Publication and Distribution

Published bimonthly from New York City, the journal is distributed in print and digital formats and reaches subscribers in policymaking circles, university libraries like those at Harvard University, Yale University, and Columbia University, and institutions including the Library of Congress. Special issues and collections have been reprinted by university presses and cited in syllabi at schools such as the London School of Economics and Georgetown University. Its website aggregates archives, lecture transcripts drawn from events at the Council on Foreign Relations headquarters, and curated series that coincide with international summits such as G7 and G20 meetings.

Criticism and Controversies

Critics have charged the magazine with promoting establishment perspectives aligned with networks that include the Council on Foreign Relations, the Trilateral Commission, or think tanks like the Council on Foreign Relations‑affiliated fellows and scholars from the Brookings Institution and Carnegie Endowment for International Peace. Debates have arisen over perceived biases in coverage of interventions such as the Iraq War and policies toward Iran, Venezuela, and Libya during the 2011 military intervention in Libya. Accusations of revolving‑door dynamics point to contributors moving between posts at the State Department or Defense Department and positions on the magazine’s pages, provoking discussion in forums including the American Political Science Association and at congressional oversight hearings.
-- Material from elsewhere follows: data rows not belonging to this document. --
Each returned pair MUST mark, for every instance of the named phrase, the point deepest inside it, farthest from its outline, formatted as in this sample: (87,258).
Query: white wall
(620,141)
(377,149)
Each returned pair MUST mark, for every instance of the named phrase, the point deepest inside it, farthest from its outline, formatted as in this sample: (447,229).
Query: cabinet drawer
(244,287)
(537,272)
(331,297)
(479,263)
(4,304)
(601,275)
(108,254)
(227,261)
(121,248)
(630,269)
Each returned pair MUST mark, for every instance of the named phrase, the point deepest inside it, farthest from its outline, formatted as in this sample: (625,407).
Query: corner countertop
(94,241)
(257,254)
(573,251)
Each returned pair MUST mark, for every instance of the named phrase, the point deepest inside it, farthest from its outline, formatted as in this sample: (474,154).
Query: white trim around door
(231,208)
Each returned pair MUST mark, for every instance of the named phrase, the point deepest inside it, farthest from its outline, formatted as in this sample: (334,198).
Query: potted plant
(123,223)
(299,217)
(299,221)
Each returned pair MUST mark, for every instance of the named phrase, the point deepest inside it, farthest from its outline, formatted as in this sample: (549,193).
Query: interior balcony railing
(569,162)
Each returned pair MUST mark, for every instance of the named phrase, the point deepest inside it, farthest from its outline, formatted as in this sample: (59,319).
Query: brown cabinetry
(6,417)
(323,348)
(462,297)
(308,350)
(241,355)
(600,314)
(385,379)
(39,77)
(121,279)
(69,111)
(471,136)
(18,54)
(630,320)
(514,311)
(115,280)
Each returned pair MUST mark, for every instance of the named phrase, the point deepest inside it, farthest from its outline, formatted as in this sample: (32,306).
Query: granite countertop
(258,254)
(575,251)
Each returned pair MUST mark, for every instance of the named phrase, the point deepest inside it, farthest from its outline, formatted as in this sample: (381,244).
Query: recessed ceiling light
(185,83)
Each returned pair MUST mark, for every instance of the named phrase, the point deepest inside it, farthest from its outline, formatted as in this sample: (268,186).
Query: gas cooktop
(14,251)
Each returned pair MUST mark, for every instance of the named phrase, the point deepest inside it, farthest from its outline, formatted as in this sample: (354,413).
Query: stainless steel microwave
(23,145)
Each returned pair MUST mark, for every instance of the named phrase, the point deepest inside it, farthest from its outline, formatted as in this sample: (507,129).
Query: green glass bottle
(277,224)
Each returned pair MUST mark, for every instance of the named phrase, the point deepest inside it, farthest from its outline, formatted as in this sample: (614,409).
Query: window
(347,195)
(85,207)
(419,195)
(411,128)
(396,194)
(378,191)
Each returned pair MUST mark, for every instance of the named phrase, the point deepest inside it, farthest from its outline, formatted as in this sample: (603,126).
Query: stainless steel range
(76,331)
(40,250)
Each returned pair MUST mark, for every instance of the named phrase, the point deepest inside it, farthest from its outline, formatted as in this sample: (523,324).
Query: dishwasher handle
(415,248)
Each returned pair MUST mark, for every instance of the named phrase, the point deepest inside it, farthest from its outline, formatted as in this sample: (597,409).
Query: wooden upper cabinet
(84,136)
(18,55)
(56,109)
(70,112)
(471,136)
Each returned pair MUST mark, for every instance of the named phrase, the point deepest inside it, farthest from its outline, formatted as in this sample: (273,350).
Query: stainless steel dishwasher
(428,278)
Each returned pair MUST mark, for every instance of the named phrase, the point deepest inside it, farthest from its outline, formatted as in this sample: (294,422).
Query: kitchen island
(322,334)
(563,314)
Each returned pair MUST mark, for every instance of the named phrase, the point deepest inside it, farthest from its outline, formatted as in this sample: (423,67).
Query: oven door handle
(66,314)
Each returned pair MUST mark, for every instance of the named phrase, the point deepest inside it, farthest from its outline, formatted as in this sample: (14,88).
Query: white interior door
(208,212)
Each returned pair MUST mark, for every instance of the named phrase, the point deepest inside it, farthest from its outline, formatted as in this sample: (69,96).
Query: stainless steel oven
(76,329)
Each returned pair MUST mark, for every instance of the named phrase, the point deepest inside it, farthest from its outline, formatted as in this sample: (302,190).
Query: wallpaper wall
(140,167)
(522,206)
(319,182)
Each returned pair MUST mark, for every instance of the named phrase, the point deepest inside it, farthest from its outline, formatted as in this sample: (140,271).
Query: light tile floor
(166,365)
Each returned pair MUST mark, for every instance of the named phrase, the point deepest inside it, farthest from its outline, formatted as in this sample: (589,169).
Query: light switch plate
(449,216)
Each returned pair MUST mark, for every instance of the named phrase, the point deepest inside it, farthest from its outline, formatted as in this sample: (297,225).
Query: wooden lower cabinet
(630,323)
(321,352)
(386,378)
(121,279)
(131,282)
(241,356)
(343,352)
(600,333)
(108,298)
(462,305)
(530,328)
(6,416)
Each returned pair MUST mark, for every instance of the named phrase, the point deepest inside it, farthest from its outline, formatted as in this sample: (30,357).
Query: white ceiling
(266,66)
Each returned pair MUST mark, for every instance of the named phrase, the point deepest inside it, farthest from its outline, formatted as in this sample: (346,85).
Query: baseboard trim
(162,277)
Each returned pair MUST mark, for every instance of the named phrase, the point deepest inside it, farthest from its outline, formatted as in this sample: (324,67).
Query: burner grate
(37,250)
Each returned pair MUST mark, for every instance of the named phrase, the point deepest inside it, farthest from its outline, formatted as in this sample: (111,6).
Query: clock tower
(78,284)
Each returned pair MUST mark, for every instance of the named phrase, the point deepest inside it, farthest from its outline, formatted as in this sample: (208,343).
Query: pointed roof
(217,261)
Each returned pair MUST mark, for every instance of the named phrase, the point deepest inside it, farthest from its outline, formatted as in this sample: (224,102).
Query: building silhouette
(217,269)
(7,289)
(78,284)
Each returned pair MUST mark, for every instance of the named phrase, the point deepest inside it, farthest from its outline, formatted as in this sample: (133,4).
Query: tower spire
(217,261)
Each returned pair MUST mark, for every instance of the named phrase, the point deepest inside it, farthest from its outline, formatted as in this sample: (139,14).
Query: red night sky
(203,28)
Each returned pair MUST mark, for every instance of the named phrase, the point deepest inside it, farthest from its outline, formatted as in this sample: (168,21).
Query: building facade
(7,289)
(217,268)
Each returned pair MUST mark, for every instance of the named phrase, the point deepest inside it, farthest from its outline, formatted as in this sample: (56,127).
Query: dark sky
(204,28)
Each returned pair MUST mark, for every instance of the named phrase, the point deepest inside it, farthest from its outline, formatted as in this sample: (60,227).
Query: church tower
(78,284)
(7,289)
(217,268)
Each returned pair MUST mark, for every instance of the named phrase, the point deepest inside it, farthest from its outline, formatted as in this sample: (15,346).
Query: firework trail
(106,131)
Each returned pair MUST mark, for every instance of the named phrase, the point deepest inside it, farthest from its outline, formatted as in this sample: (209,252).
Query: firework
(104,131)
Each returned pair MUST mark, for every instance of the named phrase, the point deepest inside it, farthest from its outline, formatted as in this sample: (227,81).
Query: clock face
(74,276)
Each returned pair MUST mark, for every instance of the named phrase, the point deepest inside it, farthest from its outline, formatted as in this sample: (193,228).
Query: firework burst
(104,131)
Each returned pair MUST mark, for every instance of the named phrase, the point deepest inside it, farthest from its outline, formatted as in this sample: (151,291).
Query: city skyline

Impact on Foreign Policy and Academia

The magazine’s essays have shaped policy discussion reflected in speeches at venues like the United Nations General Assembly, testimony before the United States Senate Foreign Relations Committee, and strategy memos within the National Security Council. In academia its articles are frequently assigned in courses at institutions such as Princeton University, Harvard Kennedy School, Johns Hopkins SAIS, and Columbia University and cited in journals including the American Political Science Review and International Security. Its influence extends to think tanks that advise administrations and to transatlantic dialogues involving NATO allies, the European Commission, and policymakers from capitals such as Washington, D.C., London, Paris, Berlin, Beijing, and New Delhi.